Extracting raster values at the location of points is possible using the VeloxRaster_extract_points method. As a demonstration, let’s create some random point data:

## Some random point data
set.seed(0)
points.sp <- SpatialPoints(cbind(runif(100, -180, 180), runif(100, -90, 90)))

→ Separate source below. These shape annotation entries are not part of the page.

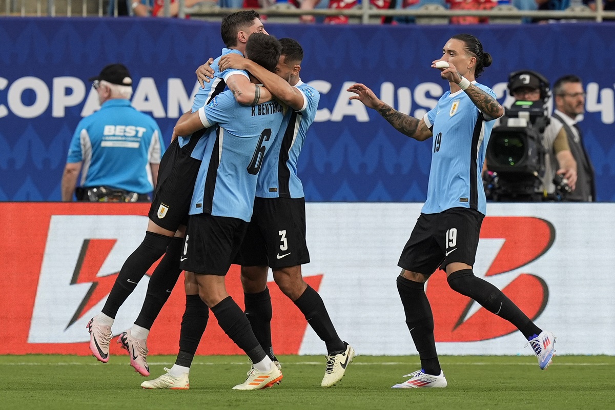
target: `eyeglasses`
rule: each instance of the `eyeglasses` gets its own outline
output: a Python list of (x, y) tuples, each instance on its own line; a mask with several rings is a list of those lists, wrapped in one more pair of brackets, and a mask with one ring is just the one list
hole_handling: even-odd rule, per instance
[(571, 98), (576, 98), (577, 97), (582, 97), (583, 98), (585, 98), (585, 93), (563, 93), (561, 94), (558, 94), (558, 95), (561, 95), (561, 97), (569, 97)]

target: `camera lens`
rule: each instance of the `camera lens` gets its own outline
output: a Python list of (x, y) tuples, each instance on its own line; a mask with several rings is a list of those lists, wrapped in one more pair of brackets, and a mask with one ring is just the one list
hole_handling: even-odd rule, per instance
[(514, 167), (525, 155), (525, 140), (515, 134), (498, 135), (489, 141), (493, 158), (500, 165)]

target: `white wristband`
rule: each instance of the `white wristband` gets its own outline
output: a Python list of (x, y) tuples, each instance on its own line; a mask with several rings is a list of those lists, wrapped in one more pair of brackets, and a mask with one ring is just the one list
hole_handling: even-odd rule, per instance
[(465, 77), (462, 77), (461, 81), (459, 81), (458, 83), (457, 83), (457, 85), (459, 86), (460, 89), (465, 91), (466, 89), (470, 87), (470, 84), (472, 83), (470, 82), (470, 81), (469, 79), (467, 79)]

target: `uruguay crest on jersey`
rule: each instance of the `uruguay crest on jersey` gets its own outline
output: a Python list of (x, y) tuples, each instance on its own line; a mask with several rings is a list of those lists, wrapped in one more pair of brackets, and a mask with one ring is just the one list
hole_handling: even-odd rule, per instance
[(167, 211), (169, 210), (169, 207), (166, 206), (164, 203), (160, 205), (160, 208), (158, 208), (158, 219), (162, 219), (163, 218), (167, 216)]
[(451, 117), (455, 115), (455, 112), (457, 112), (457, 109), (459, 108), (459, 100), (455, 100), (451, 104), (451, 111), (448, 113), (448, 115)]

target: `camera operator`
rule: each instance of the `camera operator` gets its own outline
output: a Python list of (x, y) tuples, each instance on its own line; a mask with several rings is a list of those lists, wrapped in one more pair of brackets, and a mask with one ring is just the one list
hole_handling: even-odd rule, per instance
[[(539, 119), (541, 120), (536, 121), (536, 124), (533, 124), (533, 125), (536, 128), (536, 132), (539, 133), (537, 137), (539, 141), (536, 141), (536, 143), (542, 145), (542, 153), (539, 154), (543, 155), (544, 159), (539, 159), (541, 163), (544, 162), (544, 166), (541, 164), (541, 169), (536, 170), (535, 176), (531, 179), (533, 181), (538, 183), (536, 178), (539, 178), (539, 183), (535, 183), (534, 186), (529, 188), (535, 194), (529, 195), (528, 192), (512, 192), (513, 195), (511, 195), (510, 192), (507, 192), (504, 195), (498, 195), (496, 192), (496, 194), (492, 196), (496, 200), (510, 199), (511, 197), (515, 200), (561, 200), (566, 193), (574, 189), (577, 179), (577, 164), (571, 152), (566, 130), (561, 121), (549, 116), (546, 111), (547, 102), (551, 95), (549, 81), (542, 75), (535, 71), (515, 71), (509, 76), (508, 89), (515, 98), (514, 106), (523, 104), (523, 103), (519, 101), (530, 101), (535, 104), (534, 111), (539, 111), (541, 112), (541, 118)], [(509, 114), (510, 116), (514, 116), (514, 114), (510, 114), (512, 111), (512, 108), (507, 109), (505, 116)], [(503, 119), (501, 119), (504, 120)], [(494, 134), (497, 135), (497, 128), (499, 125), (496, 124), (493, 130)], [(532, 125), (528, 127), (531, 127)], [(492, 141), (494, 140), (493, 137), (494, 135), (492, 135)], [(489, 156), (488, 149), (488, 159)], [(491, 162), (489, 164), (491, 164)], [(487, 168), (490, 168), (488, 164)], [(511, 173), (507, 173), (507, 175), (506, 178), (502, 178), (501, 175), (500, 179), (512, 180), (516, 178), (512, 170)], [(519, 178), (528, 177), (520, 176)], [(554, 183), (554, 179), (557, 183), (557, 186)], [(501, 180), (499, 182), (503, 185), (507, 181)], [(510, 186), (517, 186), (511, 184)]]

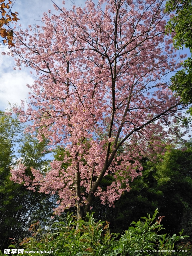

Extracting the respective raster values:

## Extract raster values at points
pval.mat <- prio.vx$extract_points(sp = points.sp)
print(dim(pval.mat))
## [1] 100   3


Using sf objects

The VeloxRaster_extract method is fully interoperable with the sf package:

require(sf)

## Cast syria.spdf as sf object
syria.sf <- st_as_sf(x = syria.spdf)

## Use extract as before
extr.ls <- prio.vx$extract(sp = syria.sf)
head(extr.ls[[1]])
##           [,1]      [,2]      [,3]
## [1,] 0.1835138 0.1945672 0.1766599
## [2,] 0.1624745 0.1517049 0.1036100
## [3,] 0.1856766 0.1767696 0.1355223
## [4,] 0.1240347 0.1188611 0.1146748
## [5,] 0.2964082 0.2870667 0.2427285
## [6,] 0.3074953 0.3080959 0.2350021

Similarly, the VeloxRaster_extract_points method also works on sf objects storing POINT data:

## Cast random points as sf object
points.sf <- st_as_sf(x = points.sp)

## Use extract_points as before
pval.mat <- prio.vx$extract_points(sp = points.sf)
print(dim(pval.mat))
## [1] 100   3

VeloxRaster_extract_points does not (yet) work with sf data of type MULTIPOINT, however.